Heller doesn't seem bothered by the fact that he hails from a state with one of the nation's highest unemployment rates-now more than 13 percent-as well as its highest foreclosure rate. In his speech, he managed to blame everything on the Democrats. "Six percent of Americans believe the stimulus package created jobs. More Americans believe Elvis is still alive," he said. Never mind that the extended unemployment benefits Heller derided are in fact among the most effective components the stimulus package, according to the Congressional Budget Office, producing $1.90 in growth for every $1 spent.
What makes Heller's statement really stupid, of course, is that people could become hobos if Congress doesn't extend unemployment benefits, rather than if they do. Modest as they are, these weekly benefits are what's keeping thousands-and perhaps millions-of families out of poverty. The benefits that expire first are for people who have been out of work the longest, and are most likely to be living close to the edge already.

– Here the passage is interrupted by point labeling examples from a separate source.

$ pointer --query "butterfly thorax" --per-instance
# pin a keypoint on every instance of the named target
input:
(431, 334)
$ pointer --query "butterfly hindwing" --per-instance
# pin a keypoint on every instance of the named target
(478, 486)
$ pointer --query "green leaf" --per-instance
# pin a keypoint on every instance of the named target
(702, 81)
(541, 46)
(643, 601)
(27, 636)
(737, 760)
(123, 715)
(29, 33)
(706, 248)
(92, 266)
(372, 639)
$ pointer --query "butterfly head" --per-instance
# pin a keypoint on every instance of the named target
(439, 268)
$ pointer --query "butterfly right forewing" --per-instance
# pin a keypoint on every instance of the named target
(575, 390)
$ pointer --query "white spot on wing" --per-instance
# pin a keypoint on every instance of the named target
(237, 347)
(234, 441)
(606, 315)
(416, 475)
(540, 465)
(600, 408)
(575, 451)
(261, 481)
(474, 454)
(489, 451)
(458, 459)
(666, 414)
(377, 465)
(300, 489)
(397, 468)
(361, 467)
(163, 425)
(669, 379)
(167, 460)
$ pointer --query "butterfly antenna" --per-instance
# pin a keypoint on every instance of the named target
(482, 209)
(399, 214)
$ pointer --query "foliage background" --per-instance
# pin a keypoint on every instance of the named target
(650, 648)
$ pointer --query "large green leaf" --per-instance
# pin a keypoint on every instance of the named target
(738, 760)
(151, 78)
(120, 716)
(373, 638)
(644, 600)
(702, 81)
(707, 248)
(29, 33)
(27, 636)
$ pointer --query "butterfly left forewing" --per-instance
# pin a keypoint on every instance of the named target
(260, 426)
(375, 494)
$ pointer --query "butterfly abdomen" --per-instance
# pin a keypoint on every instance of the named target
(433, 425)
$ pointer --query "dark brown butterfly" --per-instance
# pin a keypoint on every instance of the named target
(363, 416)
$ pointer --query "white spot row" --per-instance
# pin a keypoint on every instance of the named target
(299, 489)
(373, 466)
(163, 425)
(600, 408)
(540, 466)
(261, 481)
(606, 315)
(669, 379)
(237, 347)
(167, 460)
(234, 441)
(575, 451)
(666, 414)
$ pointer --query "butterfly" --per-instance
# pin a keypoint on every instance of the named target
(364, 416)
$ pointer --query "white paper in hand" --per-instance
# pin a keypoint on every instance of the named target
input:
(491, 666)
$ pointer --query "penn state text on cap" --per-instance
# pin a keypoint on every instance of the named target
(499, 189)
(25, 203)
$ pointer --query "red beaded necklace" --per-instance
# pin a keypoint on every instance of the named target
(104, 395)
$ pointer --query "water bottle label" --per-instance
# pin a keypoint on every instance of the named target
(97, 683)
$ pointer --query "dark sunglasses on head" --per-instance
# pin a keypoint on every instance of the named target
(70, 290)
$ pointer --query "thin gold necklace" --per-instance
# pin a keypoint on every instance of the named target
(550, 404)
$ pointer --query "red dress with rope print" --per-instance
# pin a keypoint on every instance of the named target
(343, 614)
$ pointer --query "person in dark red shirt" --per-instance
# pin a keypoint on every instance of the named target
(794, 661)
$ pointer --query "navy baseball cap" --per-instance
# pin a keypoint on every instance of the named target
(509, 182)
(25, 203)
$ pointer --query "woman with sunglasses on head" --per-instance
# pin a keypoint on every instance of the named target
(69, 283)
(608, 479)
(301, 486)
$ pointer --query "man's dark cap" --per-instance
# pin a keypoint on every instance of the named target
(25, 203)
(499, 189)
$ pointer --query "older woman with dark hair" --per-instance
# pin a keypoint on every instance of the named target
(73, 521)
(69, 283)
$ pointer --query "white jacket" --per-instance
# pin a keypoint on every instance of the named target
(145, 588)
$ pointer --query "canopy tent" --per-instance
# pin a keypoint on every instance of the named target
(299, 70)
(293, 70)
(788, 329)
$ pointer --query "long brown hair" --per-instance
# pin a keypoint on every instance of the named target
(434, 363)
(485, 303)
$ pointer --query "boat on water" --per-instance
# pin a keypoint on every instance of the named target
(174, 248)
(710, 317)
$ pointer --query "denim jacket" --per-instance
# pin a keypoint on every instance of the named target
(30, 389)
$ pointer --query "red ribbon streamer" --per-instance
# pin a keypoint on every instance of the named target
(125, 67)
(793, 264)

The same is true for the other social safety net programs that Republicans tend to despise. For example, without Social Security, according to the Alliance for Retired Americans, "55% of severely disabled workers and their families would live in poverty; 47% of elderly households would live in poverty; another 1.3 million children would fall into poverty; and 2.4 million grandparent-headed households caring for 4.5 million grandchildren would be deprived of [their] most important source of income." Yet Social Security, too, has long been under attack by conservatives-a position that's lately gained bipartisan ground, as reflected in Obama's bipartisan "debt commission," which is aimed at reducing entitlements.
The heydey of hobos was during the Great Depression, before the New Deal began to weave the social safety net. If Nelson and his fellow Republicans want to see Americans riding the rails, living in tent cities, and lining up at soup kitchens (even more than they already are), all they have to do is keep tearing that safety net apart.